With his last two horror films – The Body Snatcher and Bedlam – Val Lewton began to turn away from the ambiguously supernatural to dark, ghoulish period pieces. The Body Snatcher was the first of several films based on the story of the infamous 19th Century body snatchers Burke and Hare, two Irish immigrants to Edinburgh who murdered sixteen people and sold their bodies to an anatomical lecturer. Other film versions include The Greed of William Hart (1948), The Flesh and the Fiends/Mania (1960), The Anatomist (1961), Burke & Hare (1972), The Doctor and the Devils (1985) and John Landis’s comedy remake Burke & Hare (2010).

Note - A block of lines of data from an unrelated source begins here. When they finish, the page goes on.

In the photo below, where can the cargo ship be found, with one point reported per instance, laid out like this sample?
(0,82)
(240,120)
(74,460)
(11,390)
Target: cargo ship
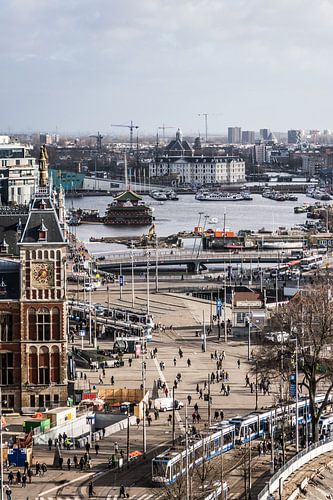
(128,209)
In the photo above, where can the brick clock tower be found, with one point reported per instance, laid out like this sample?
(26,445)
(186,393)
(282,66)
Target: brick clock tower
(43,301)
(33,312)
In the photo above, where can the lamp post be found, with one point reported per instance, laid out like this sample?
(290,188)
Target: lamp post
(148,291)
(132,269)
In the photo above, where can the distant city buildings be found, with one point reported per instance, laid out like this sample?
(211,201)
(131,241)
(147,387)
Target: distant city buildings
(180,163)
(294,136)
(18,172)
(248,137)
(234,135)
(264,133)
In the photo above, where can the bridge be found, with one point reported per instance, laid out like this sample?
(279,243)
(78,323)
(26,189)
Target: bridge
(194,261)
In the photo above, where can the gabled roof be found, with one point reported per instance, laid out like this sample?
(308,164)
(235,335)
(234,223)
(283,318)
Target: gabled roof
(128,196)
(35,220)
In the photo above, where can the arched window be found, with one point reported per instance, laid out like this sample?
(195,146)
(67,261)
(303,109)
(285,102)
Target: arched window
(55,323)
(43,324)
(32,319)
(33,366)
(55,365)
(44,366)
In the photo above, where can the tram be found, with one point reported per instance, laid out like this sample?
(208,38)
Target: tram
(168,466)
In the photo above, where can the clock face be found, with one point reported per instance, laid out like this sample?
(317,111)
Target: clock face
(42,274)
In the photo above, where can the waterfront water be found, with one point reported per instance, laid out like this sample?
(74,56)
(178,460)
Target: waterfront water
(183,215)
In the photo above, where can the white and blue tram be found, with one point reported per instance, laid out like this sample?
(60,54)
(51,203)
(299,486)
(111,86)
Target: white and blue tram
(171,464)
(220,438)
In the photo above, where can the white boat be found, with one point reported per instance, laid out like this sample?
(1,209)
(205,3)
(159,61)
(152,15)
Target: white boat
(215,196)
(158,195)
(283,245)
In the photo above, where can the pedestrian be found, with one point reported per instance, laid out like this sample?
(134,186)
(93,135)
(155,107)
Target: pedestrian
(122,491)
(91,492)
(18,477)
(8,493)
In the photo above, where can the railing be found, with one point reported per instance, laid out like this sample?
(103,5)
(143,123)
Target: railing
(187,254)
(294,464)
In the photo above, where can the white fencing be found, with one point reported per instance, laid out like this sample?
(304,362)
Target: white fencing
(294,464)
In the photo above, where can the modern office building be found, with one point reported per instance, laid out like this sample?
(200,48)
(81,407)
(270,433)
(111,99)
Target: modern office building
(234,135)
(248,137)
(18,173)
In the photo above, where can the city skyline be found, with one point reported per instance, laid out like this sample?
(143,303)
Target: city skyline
(79,66)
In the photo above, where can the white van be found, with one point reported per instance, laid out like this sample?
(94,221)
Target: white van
(166,404)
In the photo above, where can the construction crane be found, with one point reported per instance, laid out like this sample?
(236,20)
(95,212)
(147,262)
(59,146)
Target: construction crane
(206,131)
(98,138)
(164,127)
(131,127)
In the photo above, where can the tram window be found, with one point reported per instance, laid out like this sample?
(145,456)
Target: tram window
(159,468)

The Body Snatcher is based on an 1884 short story by Robert Louis Stevenson, the author also of Treasure Island (1883) and The Strange Case of Dr Jekyll and Mr Hyde (1886). Stevenson was born in Edinburgh some twenty years after the Burke and Hare murders. Although the story was written in the last decade of his life, he would have been drawing on an incident that had an infamy in the town of his childhood.

Robert Wise demonstrates a considerable mastery of the trademark Lewtonian effect of suggested horror. One scene that stands out in the memory is the one where the camera sits watching an old woman singer as she disappears down a gloomy alley followed by Boris Karloff’s cab – she vanishes off into the darkness singing and the cab follows after, there is a long moment and then the singing stops with a quiet yelp.

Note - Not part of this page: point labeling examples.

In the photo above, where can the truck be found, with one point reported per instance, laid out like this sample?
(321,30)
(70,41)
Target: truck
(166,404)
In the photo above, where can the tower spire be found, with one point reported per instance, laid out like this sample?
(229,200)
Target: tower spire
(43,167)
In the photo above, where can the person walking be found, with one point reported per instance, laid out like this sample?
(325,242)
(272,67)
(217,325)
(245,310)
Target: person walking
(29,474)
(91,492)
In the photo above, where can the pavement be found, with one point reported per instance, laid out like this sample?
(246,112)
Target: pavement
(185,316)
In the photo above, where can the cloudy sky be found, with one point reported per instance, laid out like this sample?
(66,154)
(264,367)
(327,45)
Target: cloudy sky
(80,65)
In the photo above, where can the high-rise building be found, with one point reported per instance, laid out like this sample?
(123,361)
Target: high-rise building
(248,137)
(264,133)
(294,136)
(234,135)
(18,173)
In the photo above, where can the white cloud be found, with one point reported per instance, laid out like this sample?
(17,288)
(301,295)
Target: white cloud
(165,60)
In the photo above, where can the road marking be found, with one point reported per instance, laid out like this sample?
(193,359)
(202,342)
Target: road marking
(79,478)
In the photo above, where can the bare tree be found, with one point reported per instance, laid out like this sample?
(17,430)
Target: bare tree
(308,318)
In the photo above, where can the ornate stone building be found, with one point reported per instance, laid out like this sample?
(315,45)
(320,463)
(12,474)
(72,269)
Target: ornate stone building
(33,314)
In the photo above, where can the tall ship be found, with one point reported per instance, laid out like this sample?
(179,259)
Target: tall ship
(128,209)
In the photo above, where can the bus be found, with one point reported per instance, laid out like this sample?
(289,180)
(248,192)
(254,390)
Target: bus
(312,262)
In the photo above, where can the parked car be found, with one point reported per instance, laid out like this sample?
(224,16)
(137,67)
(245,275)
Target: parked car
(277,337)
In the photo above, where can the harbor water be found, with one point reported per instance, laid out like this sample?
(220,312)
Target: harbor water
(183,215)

(l to r) John Gray (Boris Karloff), Joseph (Bela Lugosi) and Dr MacFarlane (Henry Daniell) in The Body Snatcher (1945)
(l to r) John Gray (Boris Karloff), Joseph (Bela Lugosi) and Dr MacFarlane (Henry Daniell)

The scene where Boris Karloff steals the first body is conducted with a nicely shocking economy – we seeing an exaggerated shadow creeping along the graveyard wall as we hear the dog waiting beside its dead master’s grave whining, the shadow swings the spade with a clang and the dog’s howl suddenly dies. The only lapse is the climax and the scene with the body under the sack returning to life, which, while shocking, adds a quasi-supernatural element that jars with the rest of the film’s carefully established mood.

Lewton was opposed to the idea of casting Boris Karloff because of his association with monster roles but worked with this to allow him to do something different. The Body Snatcher contains one of Boris Karloff’s finest performances. The character is one of sharp ambiguity – on one hand kind to children and full of overly exaggerated genteel but capable of turning cold at a moment’s notice and delivering wonderfully implied threats. Lewton was also opposed to casting Bela Lugosi to capitalise and his presence was more an afterthought. Nevertheless, Lugosi manages to give a good performance, disguising his hammy propensities in a brief role as a genuinely thick character. Not too much attention is paid to obtaining authentic Scottish accents, but this does not matter too much in this otherwise fine film.

The Body Snatcher is discussed in the documentary Val Lewton: The Man in the Shadows (2007).